Shenzhen Bestek Technology Co., Ltd. (300822.SZ) - Growth Opportunities
Shenzhen Bestek Technology Co., Ltd. (300822.SZ) presents a mixed but actionable growth profile: mid-cap market capitalization, steady revenue growth, diversified product lines in electrification and smart controls, and a conservative balance sheet that provides room for investment and expansion.- Market capitalization: CNY 5.29 billion - positions the company as a scalable mid-cap with room to capture additional market share in industrial control and EV-adjacent electronics.
- Trailing twelve months (TTM) revenue: CNY 851.61 million - +4.04% year-over-year, indicating modest top-line growth.
- Product diversity: motor controllers, lithium battery controllers, smart home controllers, automotive motor controllers - providing multiple end-market exposures and cross-selling opportunities.
- Workforce scale: 2,433 employees - suggests capacity for R&D, manufacturing scale-up, and geographic expansion.
- Balance sheet: total assets CNY 1,548.34 million vs. total liabilities CNY 284.32 million - a conservative liability load and ample asset base to support capex or M&A.
- Profitability caveat: net profit margin 5.68% vs. industry average 14.01% - meaningful margin gap that highlights operational efficiency or pricing improvement potential.
| Metric | Value | Notes |
|---|---|---|
| Market Capitalization | CNY 5.29 billion | Mid-cap positioning |
| TTM Revenue | CNY 851.61 million | YoY growth: +4.04% |
| Total Assets | CNY 1,548.34 million | Supports capex and liquidity |
| Total Liabilities | CNY 284.32 million | Conservative leverage |
| Net Profit Margin | 5.68% | Industry avg: 14.01% - potential for margin recovery |
| Employees | 2,433 | Operational and R&D capacity |
- Revenue growth drivers: expansion in automotive motor controllers and lithium battery controller sales tied to EV and energy storage demand; incremental smart-home controller adoption in residential and commercial projects.

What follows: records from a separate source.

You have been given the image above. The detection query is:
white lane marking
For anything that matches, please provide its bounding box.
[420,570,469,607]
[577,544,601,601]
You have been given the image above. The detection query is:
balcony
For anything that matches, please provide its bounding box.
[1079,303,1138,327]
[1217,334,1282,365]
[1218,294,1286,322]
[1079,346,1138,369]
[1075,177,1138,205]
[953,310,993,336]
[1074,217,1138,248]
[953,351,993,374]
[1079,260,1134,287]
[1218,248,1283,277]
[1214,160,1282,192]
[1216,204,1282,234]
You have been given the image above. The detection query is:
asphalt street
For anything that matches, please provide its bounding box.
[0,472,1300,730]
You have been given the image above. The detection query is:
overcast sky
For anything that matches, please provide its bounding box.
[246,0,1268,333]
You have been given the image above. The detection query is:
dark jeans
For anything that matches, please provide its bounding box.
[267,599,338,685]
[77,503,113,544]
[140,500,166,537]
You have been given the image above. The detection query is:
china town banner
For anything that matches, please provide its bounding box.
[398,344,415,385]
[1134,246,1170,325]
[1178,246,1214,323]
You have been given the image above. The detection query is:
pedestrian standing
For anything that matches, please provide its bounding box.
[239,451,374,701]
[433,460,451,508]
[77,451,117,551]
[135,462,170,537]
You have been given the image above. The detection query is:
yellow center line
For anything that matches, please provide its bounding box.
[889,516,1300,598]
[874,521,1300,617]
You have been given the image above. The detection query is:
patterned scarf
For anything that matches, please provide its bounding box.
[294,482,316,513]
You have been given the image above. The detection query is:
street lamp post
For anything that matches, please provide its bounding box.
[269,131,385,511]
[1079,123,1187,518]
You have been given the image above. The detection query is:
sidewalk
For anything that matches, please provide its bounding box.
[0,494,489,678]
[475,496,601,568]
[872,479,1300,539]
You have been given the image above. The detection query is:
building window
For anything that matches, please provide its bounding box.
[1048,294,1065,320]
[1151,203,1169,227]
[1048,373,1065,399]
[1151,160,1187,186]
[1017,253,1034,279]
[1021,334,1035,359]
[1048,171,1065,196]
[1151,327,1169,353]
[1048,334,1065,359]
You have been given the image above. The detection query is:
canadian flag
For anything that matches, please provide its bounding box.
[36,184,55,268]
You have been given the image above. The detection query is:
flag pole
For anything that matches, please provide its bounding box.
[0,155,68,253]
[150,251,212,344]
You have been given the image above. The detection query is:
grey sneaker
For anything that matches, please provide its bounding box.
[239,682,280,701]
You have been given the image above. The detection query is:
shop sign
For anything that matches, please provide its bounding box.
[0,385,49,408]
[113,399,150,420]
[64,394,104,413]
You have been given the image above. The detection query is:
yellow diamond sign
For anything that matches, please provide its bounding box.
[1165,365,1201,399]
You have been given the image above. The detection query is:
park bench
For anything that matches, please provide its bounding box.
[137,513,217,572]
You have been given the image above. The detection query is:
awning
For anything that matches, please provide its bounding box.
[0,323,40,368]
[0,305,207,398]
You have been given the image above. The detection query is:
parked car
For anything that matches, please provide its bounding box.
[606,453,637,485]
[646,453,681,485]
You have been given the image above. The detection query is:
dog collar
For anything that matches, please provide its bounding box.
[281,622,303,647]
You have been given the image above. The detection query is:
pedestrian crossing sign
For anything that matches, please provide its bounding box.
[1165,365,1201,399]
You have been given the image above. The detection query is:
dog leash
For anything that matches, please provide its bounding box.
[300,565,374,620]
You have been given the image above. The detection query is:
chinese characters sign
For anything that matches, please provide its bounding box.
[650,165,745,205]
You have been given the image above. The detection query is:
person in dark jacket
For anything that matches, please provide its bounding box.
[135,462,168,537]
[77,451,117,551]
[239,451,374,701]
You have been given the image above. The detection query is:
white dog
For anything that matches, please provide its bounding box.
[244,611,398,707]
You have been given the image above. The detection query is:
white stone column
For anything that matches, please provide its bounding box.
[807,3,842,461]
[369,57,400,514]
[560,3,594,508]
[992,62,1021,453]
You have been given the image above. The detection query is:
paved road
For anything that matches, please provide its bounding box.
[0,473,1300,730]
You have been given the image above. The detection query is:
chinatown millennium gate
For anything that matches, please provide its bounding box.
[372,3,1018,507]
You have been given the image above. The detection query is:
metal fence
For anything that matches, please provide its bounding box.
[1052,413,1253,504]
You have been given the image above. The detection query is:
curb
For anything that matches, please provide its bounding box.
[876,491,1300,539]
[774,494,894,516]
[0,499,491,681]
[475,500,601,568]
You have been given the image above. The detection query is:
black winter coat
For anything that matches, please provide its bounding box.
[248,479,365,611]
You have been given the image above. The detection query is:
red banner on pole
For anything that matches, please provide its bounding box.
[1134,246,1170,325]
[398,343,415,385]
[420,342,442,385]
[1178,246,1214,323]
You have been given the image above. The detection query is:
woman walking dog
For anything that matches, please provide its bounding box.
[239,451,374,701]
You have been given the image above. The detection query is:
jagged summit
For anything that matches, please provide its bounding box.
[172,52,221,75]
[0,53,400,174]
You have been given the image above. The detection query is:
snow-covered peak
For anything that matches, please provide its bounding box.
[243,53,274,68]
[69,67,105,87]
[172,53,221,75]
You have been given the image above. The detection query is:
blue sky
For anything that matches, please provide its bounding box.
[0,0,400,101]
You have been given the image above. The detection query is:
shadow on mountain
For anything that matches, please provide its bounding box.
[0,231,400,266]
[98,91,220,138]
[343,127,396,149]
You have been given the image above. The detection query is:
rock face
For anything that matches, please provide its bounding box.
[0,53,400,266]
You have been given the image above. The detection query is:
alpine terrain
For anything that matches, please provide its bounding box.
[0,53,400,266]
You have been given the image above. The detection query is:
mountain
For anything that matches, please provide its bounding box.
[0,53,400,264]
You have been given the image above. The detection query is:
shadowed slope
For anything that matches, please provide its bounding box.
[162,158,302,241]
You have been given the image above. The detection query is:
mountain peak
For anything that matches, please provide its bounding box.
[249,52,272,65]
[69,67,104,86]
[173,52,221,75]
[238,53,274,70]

- Margin improvement levers:
- Operational efficiency (lean manufacturing, supply-chain optimization).
- Product mix shift toward higher-margin automotive and specialized controllers.

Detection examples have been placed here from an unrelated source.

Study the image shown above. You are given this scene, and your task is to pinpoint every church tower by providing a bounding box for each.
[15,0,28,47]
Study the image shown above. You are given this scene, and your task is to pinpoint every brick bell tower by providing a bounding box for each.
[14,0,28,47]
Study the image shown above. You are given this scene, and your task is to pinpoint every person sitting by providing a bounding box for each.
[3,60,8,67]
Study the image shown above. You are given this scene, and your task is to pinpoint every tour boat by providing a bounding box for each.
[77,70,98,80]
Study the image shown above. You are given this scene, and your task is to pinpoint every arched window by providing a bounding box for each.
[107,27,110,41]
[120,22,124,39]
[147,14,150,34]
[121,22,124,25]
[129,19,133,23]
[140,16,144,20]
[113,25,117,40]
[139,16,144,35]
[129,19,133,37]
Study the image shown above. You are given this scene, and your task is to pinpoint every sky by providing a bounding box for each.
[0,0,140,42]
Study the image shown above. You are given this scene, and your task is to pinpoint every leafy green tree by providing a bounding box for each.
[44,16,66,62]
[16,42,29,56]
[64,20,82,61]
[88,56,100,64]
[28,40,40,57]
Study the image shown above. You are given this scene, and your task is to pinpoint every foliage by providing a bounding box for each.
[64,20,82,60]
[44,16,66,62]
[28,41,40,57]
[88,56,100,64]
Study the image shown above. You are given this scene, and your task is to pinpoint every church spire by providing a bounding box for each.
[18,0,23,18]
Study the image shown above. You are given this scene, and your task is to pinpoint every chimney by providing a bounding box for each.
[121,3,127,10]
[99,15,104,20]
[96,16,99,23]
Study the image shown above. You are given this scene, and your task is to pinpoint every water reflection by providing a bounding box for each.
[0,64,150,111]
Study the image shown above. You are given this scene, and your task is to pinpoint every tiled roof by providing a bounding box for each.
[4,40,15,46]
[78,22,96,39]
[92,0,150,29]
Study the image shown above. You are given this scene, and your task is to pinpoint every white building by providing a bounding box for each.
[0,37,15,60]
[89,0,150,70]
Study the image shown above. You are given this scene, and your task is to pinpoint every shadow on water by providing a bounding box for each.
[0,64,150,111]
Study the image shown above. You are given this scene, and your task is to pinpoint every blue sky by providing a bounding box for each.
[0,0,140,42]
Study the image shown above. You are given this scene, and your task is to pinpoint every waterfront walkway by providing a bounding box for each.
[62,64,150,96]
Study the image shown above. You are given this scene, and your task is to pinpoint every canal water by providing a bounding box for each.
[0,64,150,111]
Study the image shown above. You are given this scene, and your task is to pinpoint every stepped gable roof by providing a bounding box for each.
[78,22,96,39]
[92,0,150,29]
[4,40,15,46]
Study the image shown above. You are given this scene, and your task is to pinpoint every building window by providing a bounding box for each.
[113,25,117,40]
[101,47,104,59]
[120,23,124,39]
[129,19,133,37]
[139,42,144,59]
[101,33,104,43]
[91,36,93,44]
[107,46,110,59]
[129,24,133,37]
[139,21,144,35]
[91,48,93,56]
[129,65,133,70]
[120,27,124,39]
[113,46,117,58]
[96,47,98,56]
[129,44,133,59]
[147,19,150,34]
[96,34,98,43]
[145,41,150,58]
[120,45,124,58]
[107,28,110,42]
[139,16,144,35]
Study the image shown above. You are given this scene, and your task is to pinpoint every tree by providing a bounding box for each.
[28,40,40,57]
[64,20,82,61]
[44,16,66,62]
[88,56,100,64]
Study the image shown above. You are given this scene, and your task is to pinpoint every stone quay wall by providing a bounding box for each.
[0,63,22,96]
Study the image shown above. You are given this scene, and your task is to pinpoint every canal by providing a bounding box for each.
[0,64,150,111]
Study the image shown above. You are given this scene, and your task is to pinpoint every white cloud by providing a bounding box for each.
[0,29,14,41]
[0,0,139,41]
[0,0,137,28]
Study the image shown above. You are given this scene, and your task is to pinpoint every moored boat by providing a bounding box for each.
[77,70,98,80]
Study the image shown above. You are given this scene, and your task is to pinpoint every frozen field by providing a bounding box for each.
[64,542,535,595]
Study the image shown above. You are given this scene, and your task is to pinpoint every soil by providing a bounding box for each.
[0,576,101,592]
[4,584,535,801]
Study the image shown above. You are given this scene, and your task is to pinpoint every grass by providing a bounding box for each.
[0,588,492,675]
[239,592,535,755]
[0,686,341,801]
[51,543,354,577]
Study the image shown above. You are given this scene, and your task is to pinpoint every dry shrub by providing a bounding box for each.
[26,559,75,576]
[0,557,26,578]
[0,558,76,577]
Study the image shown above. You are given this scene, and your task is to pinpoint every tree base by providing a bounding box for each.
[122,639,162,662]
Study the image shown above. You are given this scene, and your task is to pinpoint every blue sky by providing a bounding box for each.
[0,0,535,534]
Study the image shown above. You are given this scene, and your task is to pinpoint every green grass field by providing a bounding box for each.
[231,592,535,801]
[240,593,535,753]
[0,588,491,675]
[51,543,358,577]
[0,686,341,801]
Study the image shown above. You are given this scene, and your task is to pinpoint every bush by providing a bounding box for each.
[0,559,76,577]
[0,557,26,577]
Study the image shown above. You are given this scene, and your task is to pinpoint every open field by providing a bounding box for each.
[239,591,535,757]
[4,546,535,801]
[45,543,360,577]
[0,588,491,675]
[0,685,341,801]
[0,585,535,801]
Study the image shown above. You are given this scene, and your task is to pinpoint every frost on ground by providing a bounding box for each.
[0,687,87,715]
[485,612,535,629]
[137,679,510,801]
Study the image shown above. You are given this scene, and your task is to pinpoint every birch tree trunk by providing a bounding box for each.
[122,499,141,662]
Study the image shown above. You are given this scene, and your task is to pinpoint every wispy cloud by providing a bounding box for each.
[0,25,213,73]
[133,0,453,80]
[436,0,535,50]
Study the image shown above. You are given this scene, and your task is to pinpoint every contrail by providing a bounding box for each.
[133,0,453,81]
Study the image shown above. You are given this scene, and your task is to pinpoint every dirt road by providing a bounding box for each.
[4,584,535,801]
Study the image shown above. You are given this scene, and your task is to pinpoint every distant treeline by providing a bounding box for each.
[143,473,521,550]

- Scaling R&D to introduce differentiated, higher-value offerings.
- Balance sheet uses: R&D investment, targeted M&A to acquire niche controller tech, or capacity expansion - enabled by low liabilities relative to assets.
- Human capital: 2,433 employees enable faster go-to-market and localized service support-key in B2B and automotive ecosystems.